I would in-quarter the metal with silver and use nitric acid to dissolve the silver and base metals, leaving the more noble metals ready to process in aqua regia...

You will learn this and much more of how to prepare your dental scrap, and how to work with this material (that can have its own dangers), by reading Hoke's book, and studying the forum, and reading Harold's posts on dental gold (Harold Posts will be a good resource in your study in this area)...

I like processing dental scrap, but like with anything valuable you have to put in some work, and study to get to the values.

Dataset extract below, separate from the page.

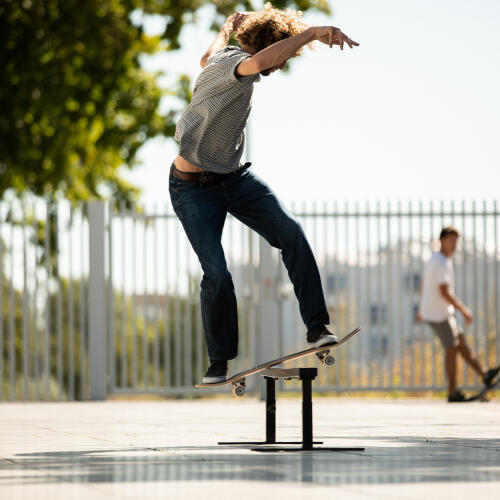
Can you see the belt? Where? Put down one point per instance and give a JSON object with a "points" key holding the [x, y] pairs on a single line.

Be careful and work safely, study well, so you will stay healthy.


----------



## nickvc (Mar 14, 2014)

Butcher if she inquarts with silver some if not all the PGMs will dissolve with the silver and will need separating either by cell or by forming silver chloride and filtering the remaining solution off and then cementing the PGMs with copper.


----------



## butcher (Mar 14, 2014)

Nick you are very correct.

Adding extra silver is also a useful way to get a lot of the platinum group metals out later, in the silver cell. 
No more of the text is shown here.